# clockwords
**Find and resolve natural-language time expressions in text.**
[](https://github.com/hg8496/clockwords/actions/workflows/ci.yml)
[](https://crates.io/crates/clockwords)
[](https://docs.rs/clockwords)
[](LICENSE)
`clockwords` scans free-form text for relative time expressions like *"last Friday from 9 to eleven"*, *"yesterday at 3pm"*, or *"letzten Freitag von 9 bis 12 Uhr"* and returns their byte-offset spans together with resolved `DateTime<Utc>` values. It supports **English**, **German**, **French**, and **Spanish** out of the box.
Built for **real-time GUI applications** (time-tracking, note-taking, calendars) where the user types naturally and the app highlights detected time references as they appear.
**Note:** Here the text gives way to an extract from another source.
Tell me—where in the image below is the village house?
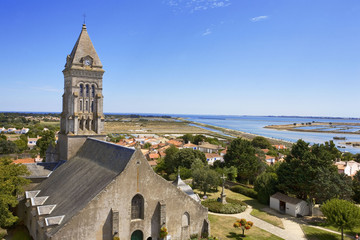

Timezone-aware — times the user enters are interpreted in their local timezone (configurable, defaults to UTC).
## Features
- **Four languages**: English, German, French, Spanish
- **Timezone-aware**: User input is interpreted in a configurable timezone (defaults to UTC for backward compatibility)
- **Byte-offset spans**: Directly usable for text highlighting in any GUI framework
- **Resolved times**: Every match resolves to a concrete `DateTime<Utc>` point or range
- **Incremental typing support**: Detects partial matches (e.g. `"yester"` while the user is still typing `"yesterday"`)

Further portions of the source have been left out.